HARTLEPOOL MP Iain Wright has asked the Secretary of State for Health to launch a probe after two hospital nurseries lost a staggering £764,000 in four years.
The spiralling cost of running the Rainbow Day Nursery, at the University Hospital of Hartlepool, and its counterpart at North Tees in Stockton, was revealed at a hospital trust board meeting.
Mr Wright has written to hospital trust chief executive Alan Foster expressing his concerns over how the decision came to be made.
And he has demanded answers in Parliament from Secretary of State for Health Jeremy Hunt, about the running of nurseries in hospitals nationally and locally.
Mr Wright said: “I can’t believe it has been allowed to go on for four years.
“Serious questions need to be asked how these nurseries continued to make a loss of such magnitude for so long.”
North Tees and Hartlepool NHS Foundation Trust announced last Wednesday that both nurseries are to shut by the end of the year after becoming unviable.
They were set up to allow hospital staff to be able to continue working and access childcare at a lower cost than private sector nurseries.
They were later opened up to families in the wider communities.
But the nurseries are predicted to lose the trust £226,000 this financial year.

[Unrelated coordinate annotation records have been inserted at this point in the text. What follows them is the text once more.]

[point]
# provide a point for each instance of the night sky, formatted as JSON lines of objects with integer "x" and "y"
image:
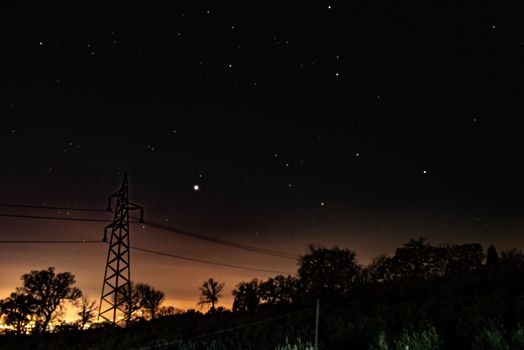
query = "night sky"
{"x": 360, "y": 125}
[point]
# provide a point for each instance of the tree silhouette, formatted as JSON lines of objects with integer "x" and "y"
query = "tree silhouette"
{"x": 144, "y": 300}
{"x": 49, "y": 291}
{"x": 210, "y": 293}
{"x": 492, "y": 257}
{"x": 279, "y": 290}
{"x": 87, "y": 311}
{"x": 512, "y": 258}
{"x": 328, "y": 273}
{"x": 247, "y": 297}
{"x": 151, "y": 299}
{"x": 17, "y": 310}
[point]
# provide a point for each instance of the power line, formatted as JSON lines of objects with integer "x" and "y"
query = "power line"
{"x": 151, "y": 251}
{"x": 195, "y": 235}
{"x": 223, "y": 242}
{"x": 21, "y": 216}
{"x": 231, "y": 244}
{"x": 206, "y": 261}
{"x": 9, "y": 205}
{"x": 50, "y": 242}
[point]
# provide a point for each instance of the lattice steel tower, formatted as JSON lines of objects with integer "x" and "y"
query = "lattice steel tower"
{"x": 116, "y": 290}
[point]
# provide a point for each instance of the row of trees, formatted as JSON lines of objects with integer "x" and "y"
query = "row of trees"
{"x": 333, "y": 273}
{"x": 44, "y": 294}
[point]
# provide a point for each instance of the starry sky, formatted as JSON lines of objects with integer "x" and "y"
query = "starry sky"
{"x": 360, "y": 125}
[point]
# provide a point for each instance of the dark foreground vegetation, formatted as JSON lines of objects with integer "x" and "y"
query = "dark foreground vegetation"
{"x": 423, "y": 297}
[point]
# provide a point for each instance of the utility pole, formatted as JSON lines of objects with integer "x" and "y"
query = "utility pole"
{"x": 317, "y": 316}
{"x": 115, "y": 300}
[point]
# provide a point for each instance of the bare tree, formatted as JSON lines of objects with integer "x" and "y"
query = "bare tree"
{"x": 49, "y": 291}
{"x": 17, "y": 310}
{"x": 151, "y": 299}
{"x": 210, "y": 293}
{"x": 87, "y": 311}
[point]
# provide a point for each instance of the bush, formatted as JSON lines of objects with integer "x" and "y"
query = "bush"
{"x": 491, "y": 338}
{"x": 426, "y": 339}
{"x": 297, "y": 346}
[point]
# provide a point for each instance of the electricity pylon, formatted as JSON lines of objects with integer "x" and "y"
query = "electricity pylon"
{"x": 116, "y": 290}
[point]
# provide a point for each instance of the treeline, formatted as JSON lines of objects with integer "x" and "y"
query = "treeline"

And the losses have steadily mounted over the years from £165,000 in both in 2011-12 and 2012-13, to £208,000 last year.
Mr Wright has asked Jeremy Hunt to examine if other hospital trusts up and down the country are also losing money or if lessons can be learned by local hospital leaders.
He said: “It’s quite clear this is a staggering amount of money which could have been spent on front-line services.
“If private sector nurseries make profits, surely the management need to look if this could have been run better.”
Trust chief executive, Alan Foster, told the board measures had been taken including opening them up to non-staff.
Mr Foster said: “Over the years the trust has been substantially propping up nurseries that were uneconomic.
“We are at the stage where from my point of view we ought to be spending health money on providing health care and we can’t be using it to subsidise nurseries that aren’t even just for the staff.”
He said the loss of council grants and falling numbers have added to the spiralling costs.
Mr Foster said: “Over the years the numbers of staff users have fallen and less than half of the children in our nurseries are staff children.
“When the numbers started falling we took the decision to open the doors to the general public just to be able to keep them viable but over time the local authorities have withdrawn their grants to the trust in support of the nurseries.”
Steve Hall, a non-executive board member said “all opportunities” had been investigated to try and save the nurseries including finding other operators to take over or work in partnership.
“It is regrettable,” he said.
Around 60 nursery staff from the two sites are now facing the axe.
All parents affected have now been written to and a 30-day consultation is ongoing to try to find other jobs in the trust for the staff members.